The 6502 uses a two-phase clock, so some events on clock X actually occur one half clock later. My theory is that memory reads occur a half clock later, so the IRQ flag is set at the beginning of clock 29831.
My theory is also that the IRQ flag is sampled just before the beginning of the final clock of an instruction, so the earliest it can be seen is 29832, and if that is the last clock of an instruction, the earliest it can occur is 29833.
Further, my theory is that SEI doesn't set the IRQ inhibit flag until its second clock (or maybe after). Since the IRQ flag is sampled just before that, SEI won't take effect until the beginning of the next instruction. If an IRQ was already scheduled on the last clock of SEI, it will still occur. Thus you can have the situation of setting the I flag, having the IRQ taken, and having the saved status on the stack with the I flag set!

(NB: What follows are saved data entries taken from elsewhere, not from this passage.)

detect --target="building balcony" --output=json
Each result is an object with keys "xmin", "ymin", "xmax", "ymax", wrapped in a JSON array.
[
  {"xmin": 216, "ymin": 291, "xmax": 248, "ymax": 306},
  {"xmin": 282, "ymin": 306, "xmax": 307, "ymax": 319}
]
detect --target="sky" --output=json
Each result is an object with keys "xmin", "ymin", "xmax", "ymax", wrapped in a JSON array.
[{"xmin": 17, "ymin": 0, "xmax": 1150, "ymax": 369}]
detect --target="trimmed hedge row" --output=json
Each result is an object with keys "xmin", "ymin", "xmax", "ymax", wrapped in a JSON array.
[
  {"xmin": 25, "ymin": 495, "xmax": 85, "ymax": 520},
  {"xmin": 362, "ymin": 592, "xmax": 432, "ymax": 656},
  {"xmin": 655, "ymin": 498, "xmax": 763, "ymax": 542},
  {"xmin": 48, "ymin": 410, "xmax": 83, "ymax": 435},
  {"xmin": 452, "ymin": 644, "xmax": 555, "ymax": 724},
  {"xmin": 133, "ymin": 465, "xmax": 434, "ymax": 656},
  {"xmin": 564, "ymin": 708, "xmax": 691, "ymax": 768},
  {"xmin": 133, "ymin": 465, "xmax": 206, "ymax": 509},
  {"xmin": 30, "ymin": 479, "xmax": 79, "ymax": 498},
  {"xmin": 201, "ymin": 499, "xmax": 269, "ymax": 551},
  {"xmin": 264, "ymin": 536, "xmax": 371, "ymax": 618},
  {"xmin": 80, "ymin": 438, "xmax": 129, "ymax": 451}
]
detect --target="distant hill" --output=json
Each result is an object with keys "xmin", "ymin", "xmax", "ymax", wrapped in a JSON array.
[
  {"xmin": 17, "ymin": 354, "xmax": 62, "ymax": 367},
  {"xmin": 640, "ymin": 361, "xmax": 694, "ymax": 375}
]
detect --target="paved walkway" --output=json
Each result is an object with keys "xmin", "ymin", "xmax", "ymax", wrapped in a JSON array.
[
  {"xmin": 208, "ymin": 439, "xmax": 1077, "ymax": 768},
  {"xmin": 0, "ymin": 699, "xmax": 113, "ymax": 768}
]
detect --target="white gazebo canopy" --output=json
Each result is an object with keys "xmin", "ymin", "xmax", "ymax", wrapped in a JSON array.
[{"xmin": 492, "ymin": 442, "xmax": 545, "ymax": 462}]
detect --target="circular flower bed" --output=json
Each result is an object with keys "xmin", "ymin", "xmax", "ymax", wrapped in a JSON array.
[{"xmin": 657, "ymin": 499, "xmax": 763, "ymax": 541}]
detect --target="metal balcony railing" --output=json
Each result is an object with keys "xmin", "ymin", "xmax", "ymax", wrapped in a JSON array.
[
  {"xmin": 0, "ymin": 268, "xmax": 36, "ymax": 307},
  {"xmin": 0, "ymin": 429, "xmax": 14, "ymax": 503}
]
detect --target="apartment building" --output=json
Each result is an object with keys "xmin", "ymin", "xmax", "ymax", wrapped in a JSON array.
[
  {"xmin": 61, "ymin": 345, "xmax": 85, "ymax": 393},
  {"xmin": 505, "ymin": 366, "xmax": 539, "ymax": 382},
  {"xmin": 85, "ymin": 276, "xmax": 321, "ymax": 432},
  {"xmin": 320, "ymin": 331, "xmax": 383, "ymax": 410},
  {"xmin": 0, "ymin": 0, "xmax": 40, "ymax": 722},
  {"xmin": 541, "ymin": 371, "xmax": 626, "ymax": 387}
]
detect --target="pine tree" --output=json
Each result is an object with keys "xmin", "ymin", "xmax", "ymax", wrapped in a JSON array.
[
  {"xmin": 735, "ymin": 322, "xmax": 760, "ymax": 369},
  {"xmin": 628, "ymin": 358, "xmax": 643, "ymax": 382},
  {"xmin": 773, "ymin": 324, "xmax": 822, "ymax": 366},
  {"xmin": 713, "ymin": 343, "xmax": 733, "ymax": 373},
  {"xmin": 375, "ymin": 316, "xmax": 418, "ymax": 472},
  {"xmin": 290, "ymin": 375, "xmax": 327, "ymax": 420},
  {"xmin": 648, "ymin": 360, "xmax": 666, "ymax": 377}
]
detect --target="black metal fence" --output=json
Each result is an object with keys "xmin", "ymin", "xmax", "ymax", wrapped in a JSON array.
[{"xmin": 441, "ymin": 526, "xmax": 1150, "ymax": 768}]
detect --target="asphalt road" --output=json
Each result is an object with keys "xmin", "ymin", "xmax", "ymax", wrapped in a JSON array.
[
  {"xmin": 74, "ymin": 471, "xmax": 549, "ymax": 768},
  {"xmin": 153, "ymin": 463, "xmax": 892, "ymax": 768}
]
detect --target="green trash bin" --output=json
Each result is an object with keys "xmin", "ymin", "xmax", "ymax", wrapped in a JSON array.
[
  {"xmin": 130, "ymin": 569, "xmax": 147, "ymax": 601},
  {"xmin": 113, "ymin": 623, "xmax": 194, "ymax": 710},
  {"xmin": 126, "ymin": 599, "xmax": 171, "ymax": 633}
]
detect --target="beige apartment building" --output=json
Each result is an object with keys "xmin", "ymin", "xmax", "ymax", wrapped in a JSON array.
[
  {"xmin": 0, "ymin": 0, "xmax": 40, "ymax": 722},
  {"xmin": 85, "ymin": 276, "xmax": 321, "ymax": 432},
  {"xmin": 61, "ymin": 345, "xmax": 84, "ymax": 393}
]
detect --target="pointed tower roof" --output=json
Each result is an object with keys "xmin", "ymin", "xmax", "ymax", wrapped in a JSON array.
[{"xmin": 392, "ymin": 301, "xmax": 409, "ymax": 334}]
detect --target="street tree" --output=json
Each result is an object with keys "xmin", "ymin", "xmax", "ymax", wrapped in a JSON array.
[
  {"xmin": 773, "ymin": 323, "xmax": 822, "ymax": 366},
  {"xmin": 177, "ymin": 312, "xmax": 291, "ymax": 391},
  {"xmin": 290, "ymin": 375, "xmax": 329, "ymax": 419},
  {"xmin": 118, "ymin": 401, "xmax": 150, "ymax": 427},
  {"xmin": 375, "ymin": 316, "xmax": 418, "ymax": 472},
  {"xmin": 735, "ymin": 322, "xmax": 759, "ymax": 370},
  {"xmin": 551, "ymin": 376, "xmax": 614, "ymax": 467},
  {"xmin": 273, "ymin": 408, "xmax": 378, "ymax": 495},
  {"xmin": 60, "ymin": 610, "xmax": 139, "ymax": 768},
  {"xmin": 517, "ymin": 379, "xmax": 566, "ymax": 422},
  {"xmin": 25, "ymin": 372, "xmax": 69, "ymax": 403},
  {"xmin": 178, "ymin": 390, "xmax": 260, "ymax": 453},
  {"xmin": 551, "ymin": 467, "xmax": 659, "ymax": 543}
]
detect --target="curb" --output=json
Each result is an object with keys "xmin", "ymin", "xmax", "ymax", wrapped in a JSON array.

Currently in my emulator I'm handling this "delayed" interrupt behavior by keeping track of the *time* the interrupt should occur, rather than just a flag saying "it will occur". The time the interrupt should occur is basically at soonest 2 clocks after when the flag is set. I haven't done much work on this so it would be productive to start a thread to discuss effective strategies for handling interrupts (since I imagine this will lead to insight into NMI handling too).
I'll definitely write some test ROMs for all the cases covered here.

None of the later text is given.